Other zinc electroplating lines have been built through the years to make thinner coatings. Typically, the sheet that is made on these lines has a coating mass of less than 25 g/m2. The applications for this product are often indoors; applications where the environment is not very corrosive. Many applications involve painted products. These coating lines often have the ability to apply paint pre-treatment so that the customer can paint directly without additional in-house treating.

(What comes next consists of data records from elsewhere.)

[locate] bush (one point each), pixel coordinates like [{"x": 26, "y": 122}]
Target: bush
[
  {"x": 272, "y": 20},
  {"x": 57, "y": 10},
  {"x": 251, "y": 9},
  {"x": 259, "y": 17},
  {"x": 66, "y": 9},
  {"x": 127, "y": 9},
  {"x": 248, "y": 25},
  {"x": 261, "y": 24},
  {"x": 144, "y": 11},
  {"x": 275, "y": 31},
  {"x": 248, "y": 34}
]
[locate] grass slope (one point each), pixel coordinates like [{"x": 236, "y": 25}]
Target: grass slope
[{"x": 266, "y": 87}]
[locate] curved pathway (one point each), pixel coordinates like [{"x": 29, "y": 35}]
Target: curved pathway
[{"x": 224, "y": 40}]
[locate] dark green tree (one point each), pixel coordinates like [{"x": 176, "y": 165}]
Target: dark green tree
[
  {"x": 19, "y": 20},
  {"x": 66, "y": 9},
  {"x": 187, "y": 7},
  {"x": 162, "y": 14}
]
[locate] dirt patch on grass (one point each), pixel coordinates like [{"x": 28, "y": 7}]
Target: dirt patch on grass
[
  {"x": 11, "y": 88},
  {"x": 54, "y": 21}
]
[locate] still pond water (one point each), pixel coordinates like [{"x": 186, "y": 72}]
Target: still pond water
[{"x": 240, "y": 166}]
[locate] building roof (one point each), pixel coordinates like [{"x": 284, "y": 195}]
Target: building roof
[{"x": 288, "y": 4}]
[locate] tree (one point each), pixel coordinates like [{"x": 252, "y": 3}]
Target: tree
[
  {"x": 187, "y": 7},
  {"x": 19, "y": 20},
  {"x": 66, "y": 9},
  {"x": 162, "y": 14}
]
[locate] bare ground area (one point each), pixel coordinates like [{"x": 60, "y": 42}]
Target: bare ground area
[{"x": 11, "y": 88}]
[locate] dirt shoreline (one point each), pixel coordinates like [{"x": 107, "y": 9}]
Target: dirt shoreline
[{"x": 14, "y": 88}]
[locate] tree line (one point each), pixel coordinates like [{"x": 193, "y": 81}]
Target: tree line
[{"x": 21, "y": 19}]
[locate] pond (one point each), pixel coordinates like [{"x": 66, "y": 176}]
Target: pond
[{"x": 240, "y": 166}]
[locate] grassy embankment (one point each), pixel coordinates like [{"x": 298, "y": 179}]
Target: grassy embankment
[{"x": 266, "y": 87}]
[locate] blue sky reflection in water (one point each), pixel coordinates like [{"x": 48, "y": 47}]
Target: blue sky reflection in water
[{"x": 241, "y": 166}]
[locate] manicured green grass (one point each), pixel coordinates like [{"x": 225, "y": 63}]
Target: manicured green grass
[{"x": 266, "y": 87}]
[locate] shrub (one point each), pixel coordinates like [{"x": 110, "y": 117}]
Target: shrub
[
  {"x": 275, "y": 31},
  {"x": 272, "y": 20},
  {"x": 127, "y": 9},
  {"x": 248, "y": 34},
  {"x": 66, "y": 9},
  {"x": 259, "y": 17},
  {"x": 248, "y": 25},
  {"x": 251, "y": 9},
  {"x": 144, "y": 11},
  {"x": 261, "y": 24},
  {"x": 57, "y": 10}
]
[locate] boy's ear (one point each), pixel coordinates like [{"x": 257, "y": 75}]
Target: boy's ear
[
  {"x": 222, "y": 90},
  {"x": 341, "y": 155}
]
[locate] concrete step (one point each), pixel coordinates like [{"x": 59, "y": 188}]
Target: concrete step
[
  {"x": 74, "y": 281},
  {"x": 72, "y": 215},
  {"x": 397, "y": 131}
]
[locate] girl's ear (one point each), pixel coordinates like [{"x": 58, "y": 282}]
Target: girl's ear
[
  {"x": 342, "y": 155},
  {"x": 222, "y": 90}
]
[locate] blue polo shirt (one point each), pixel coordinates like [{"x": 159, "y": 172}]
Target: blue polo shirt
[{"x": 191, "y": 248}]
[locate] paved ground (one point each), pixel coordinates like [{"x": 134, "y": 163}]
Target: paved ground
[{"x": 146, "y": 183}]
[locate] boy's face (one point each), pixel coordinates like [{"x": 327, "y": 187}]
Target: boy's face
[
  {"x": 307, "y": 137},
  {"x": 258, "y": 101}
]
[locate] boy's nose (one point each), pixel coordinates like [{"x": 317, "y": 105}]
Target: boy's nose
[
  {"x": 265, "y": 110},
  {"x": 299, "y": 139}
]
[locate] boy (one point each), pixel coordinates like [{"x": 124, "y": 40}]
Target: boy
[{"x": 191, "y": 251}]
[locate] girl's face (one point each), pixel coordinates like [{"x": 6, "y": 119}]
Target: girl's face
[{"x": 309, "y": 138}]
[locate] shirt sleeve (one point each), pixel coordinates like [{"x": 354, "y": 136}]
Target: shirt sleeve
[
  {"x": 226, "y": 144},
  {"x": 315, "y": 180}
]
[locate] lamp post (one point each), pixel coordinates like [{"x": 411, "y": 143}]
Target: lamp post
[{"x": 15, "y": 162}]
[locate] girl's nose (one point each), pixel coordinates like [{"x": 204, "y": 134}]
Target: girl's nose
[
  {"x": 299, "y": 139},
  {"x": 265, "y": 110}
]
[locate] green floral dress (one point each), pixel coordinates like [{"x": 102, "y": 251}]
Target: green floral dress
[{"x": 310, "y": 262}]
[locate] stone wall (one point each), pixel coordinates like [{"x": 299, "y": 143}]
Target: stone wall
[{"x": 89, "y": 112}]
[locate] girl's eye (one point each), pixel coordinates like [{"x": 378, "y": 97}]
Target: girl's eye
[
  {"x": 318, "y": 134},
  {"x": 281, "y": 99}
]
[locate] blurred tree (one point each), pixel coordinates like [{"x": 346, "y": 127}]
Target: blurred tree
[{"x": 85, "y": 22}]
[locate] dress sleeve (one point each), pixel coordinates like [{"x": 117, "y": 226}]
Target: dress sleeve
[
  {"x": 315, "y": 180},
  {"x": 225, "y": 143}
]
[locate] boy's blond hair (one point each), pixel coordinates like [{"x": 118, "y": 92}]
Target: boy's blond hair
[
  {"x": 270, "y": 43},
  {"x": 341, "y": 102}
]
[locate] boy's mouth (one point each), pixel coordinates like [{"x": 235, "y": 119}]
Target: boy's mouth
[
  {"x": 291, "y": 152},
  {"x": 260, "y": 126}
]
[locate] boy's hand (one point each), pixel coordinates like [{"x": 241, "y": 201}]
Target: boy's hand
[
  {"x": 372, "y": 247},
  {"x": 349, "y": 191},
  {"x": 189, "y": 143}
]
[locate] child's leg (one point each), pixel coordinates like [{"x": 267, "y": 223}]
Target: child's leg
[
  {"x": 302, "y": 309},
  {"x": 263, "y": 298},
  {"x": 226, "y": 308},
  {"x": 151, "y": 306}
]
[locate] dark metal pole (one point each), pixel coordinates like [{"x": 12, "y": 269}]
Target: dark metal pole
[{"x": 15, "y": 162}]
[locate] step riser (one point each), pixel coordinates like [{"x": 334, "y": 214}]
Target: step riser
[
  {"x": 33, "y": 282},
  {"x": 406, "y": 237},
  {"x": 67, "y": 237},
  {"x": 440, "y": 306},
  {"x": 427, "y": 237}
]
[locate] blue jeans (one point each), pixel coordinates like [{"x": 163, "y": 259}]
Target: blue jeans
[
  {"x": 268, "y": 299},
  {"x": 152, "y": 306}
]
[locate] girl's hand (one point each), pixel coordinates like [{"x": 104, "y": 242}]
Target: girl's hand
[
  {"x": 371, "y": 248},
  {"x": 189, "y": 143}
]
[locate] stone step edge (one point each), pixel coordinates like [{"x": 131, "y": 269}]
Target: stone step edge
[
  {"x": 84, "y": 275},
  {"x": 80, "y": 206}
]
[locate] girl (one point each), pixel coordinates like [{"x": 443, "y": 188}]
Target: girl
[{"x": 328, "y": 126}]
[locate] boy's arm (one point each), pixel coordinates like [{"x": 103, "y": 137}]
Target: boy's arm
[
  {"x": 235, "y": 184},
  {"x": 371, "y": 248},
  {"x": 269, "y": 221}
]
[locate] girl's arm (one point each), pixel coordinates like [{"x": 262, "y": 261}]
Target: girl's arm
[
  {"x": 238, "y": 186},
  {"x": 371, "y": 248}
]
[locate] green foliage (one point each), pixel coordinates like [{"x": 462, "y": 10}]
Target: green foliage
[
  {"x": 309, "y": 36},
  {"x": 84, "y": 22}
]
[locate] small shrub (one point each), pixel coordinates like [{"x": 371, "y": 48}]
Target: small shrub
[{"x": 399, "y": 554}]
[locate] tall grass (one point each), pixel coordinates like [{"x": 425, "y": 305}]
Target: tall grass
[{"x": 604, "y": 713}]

A second type of electroplated coated-steel sheet being manufactured today has a coating composed of a zinc/nickel alloy. Typically, the nickel content is 10 to 16 percent with the balance being zinc. The unique feature of this process is that the zinc and nickel ions are co-deposited to make a true alloy coating. It is not composed of alternating layers.

The application for this product has been limited primarily to a few automotive companies. These companies have developed in-house product design and manufacturing processes to take advantage of the unique characteristics of the zinc/nickel coating. For these automotive applications, the metallic coating is often coated with a special corrosion-resistant thin organic coating on top of the zinc/nickel. The zinc/nickel alloy coating is covered by ASTM Specification A 918.

A third type of electroplated coating is zinc/iron alloy coating. The attributes of this specialized coating are somewhat like those of hot-dip galvannealed product. Like zinc/nickel alloy, zinc/iron coating is co-deposited as an alloy coating. Iron is uniformly deposited throughout the coating thickness. Also, like zinc/nickel coating, zinc/iron coating is used predominantly by the automotive industry. The attributes of electroplated zinc/iron is that it is relatively easy to weld and paint if the proper electro-priming equipment is available to the automotive manufacturer. Also, the coating is very hard, making it is less susceptible to scratching during stamping and handling. This is the important feature since the zinc/iron alloy coated-sheet product is being used almost exclusively for exposed car-body panels.

Corrosion Resistance of Electroplated Coatings

Concerning the corrosion behavior of electrogalvanized versus hot-dip galvanized coating, it is important to note that it is essentially equivalent for identical coating masses. A coating mass of 100 g/m2 will provide essentially the same amount of corrosion protection whether it is a hot-dip galvanized or electrogalvanized coating.

The reason that the automotive companies can successfully use a coating mass in the 50 to 80 g/m2 range is because they apply additional treatments on top of the metallic coating, including a zinc phosphate coating, an electro-deposited organic-based coating, a primer, and multiple-layer finishing paint coatings. Clearly, the corrosion resistance needed to protect a car body panel for over 10 years is more than that afforded by the metallic coating alone. Application of the above coatings over the electroplated metallic layer results in a synergistic system, whose corrosion resistance is more than the sum of its individual components.